5.10.2007

Jensen

Yesterday I attended Robert Jensen's talk titled "The Academy and Activism: Neutralizing Neutrality and Moving Past Polemics" and this afternoon he joined the graduate students in my cohort for a class and a dinner. Jensen is probably best known (I'm guessing) for his article U.S. just as guilty of committing own violent acts, which was published in the Houston Chronicle three days after 9/11 and invited a number death threats and poorly articulated diatribes about being callous and unAmerican. Here is a quote from that article:
... this act was no more despicable as the massive acts of terrorism -- the
deliberate killing of civilians for political purposes -- that the U.S.
government has committed during my lifetime. For more than five decades
throughout the Third World, the United States has deliberately targeted
civilians or engaged in violence so indiscriminate that there is no other way to
understand it except as terrorism. And it has supported similar acts of
terrorism by client states. If that statement seems outrageous, ask the people
of Vietnam. Or Cambodia and Laos. Or Indonesia and East Timor. Or Chile. Or
Central America. Or Iraq, or Palestine. The list of countries and peoples who
have felt the violence of this country is long. Vietnamese civilians bombed by
the United States. Timorese civilians killed by a U.S. ally with U.S.-supplied
weapons.
You can probably see why that article ruffled a few feathers.

Tonight I spoke with him one on one and I cannot describe how exciting it was to have this opportunity. I thanked him for writing that article because it voiced a very unpopular opinion, one that I held but did not dare to discuss with anyone but my closest Canadian friends. I thanked him because when "my people," and I mean this in a collective sense meaning anyone of Asian, South Asian or SE Asian descent, make claims like this we're immediately dismissed and often told to "go home" if we "don't like America and all it stands for." Opinions like this are, after all, used as "proof" of our unassimilability in this country. In Asian American studies classes we talk about the millions of lives lost in SE Asia at the hands of the United States all the time, but this sort of thing doesn't enter into the wider discourse unless someone like him -- a white male professor -- initiates that dialog and he did and I couldn't imagine if he hadn't.

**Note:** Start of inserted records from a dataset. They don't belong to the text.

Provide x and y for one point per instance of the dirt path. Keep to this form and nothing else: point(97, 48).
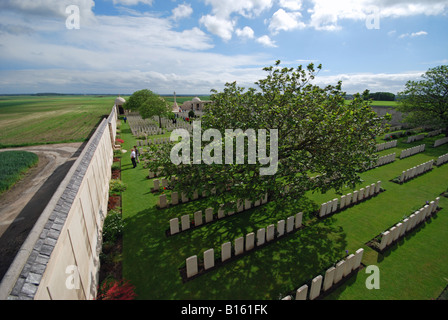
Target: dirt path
point(22, 205)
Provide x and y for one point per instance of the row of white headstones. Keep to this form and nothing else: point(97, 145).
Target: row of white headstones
point(400, 229)
point(416, 171)
point(209, 216)
point(332, 206)
point(245, 244)
point(411, 151)
point(442, 159)
point(333, 275)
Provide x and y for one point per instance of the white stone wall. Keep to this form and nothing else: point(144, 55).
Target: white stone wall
point(63, 263)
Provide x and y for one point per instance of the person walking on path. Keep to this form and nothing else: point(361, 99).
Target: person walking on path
point(133, 156)
point(137, 154)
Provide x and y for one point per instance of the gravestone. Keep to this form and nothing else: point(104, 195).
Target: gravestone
point(240, 205)
point(239, 245)
point(290, 224)
point(339, 272)
point(198, 218)
point(250, 240)
point(162, 202)
point(361, 194)
point(355, 197)
point(348, 199)
point(334, 205)
point(208, 215)
point(221, 212)
point(349, 264)
point(358, 258)
point(261, 235)
point(384, 240)
point(329, 278)
point(298, 222)
point(156, 185)
point(378, 187)
point(342, 205)
point(392, 235)
point(174, 198)
point(247, 204)
point(209, 259)
point(323, 210)
point(174, 226)
point(226, 251)
point(192, 266)
point(302, 292)
point(185, 222)
point(316, 284)
point(270, 232)
point(281, 228)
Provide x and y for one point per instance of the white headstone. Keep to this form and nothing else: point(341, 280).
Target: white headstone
point(226, 251)
point(174, 198)
point(239, 245)
point(281, 228)
point(290, 224)
point(302, 292)
point(208, 215)
point(270, 232)
point(198, 218)
point(162, 203)
point(209, 259)
point(329, 278)
point(316, 284)
point(192, 266)
point(298, 222)
point(156, 184)
point(250, 240)
point(174, 226)
point(261, 236)
point(185, 221)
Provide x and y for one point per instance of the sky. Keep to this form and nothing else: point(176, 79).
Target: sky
point(191, 47)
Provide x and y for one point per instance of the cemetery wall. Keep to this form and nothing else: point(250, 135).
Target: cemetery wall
point(60, 258)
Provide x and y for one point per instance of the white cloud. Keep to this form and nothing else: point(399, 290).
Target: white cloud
point(246, 8)
point(375, 82)
point(266, 41)
point(285, 21)
point(182, 11)
point(413, 34)
point(132, 2)
point(246, 32)
point(325, 14)
point(293, 5)
point(223, 28)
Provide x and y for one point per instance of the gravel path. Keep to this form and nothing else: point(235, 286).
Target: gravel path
point(21, 206)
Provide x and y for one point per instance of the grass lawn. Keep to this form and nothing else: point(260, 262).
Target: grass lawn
point(30, 120)
point(13, 164)
point(416, 268)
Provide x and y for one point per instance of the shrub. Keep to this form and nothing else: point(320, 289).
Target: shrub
point(116, 290)
point(113, 227)
point(116, 186)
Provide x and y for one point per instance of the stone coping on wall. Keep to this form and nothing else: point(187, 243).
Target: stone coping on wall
point(23, 277)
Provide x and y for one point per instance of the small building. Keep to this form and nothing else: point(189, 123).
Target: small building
point(119, 102)
point(196, 104)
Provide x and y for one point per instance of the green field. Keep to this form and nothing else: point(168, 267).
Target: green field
point(13, 164)
point(32, 120)
point(414, 268)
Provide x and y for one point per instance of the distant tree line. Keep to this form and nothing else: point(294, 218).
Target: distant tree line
point(382, 96)
point(377, 96)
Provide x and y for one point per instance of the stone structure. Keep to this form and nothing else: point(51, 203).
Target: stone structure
point(60, 258)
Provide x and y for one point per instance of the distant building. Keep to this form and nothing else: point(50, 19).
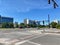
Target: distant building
point(55, 21)
point(27, 21)
point(5, 19)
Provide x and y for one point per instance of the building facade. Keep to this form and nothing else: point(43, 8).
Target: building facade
point(5, 20)
point(27, 21)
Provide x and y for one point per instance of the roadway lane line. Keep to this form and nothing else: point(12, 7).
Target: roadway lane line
point(18, 43)
point(27, 40)
point(33, 43)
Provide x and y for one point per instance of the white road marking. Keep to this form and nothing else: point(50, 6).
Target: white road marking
point(18, 43)
point(33, 43)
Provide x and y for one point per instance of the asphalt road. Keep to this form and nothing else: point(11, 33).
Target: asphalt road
point(28, 37)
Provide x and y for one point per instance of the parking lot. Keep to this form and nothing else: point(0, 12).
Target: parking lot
point(28, 37)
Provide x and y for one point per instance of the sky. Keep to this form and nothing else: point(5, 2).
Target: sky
point(30, 9)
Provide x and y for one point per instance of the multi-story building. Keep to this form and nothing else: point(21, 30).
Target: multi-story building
point(27, 21)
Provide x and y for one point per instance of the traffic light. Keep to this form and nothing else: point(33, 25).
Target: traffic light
point(54, 3)
point(48, 1)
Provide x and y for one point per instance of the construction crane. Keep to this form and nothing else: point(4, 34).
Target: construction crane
point(54, 3)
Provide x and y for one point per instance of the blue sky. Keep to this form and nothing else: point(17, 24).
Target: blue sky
point(31, 9)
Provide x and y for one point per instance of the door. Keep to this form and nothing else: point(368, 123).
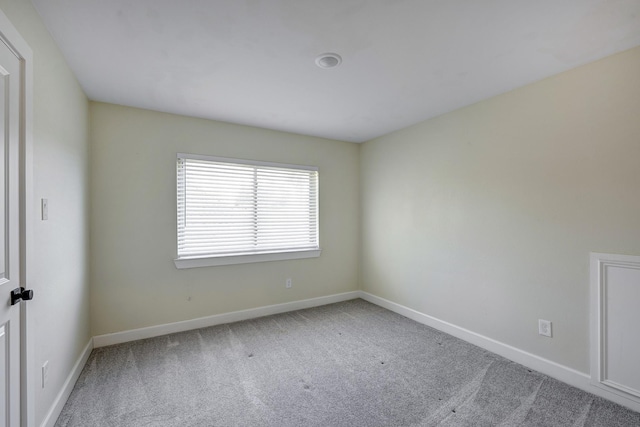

I also thanked him for writing The Heart of Whiteness: Confronting Race, Racism and White Privilege. I confessed that one of my most terrifying teaching moments was introducing the idea of whiteness and white privilege to a racially diverse class that included many white students. I told him that I made a very conscious and deliberate decision to front end the lesson with articles written by white men about white privilege because I felt that being an Asian woman simply wouldn't give me the credibility to get the message across. I admitted that at the end of the class I felt guilty and disappointed that I would not feel comfortable giving that lesson in my own words in my own skin. It's not fair that I feel that I have to direct students to articles written by white men in order to teach about a topic that I can articulate myself, but I feel like I have to and I hate it. We joked about our differences: white - Asian, male - female, older - younger (looking), tall - short. "Well you're screwed," he concluded with a laugh. But in all seriousness, Bob reminded me of what's really important. It's teaching and helping people to understand these things. It's about being strategic and doing what works for you. You can try to overthrow the system and I think we (as in people of color) are taking baby steps to at least shift the so-called system, but sometimes in the here and now you need to just work within it and do little things to make a difference. I forgot to thank him for this conversation. So, Bob, thanks for this (and for being a privileged white man who gets it).

1 comment:

Anonymous said...

i can see why you hate feeling this way v. it shocks me that this is the unpopular opinion.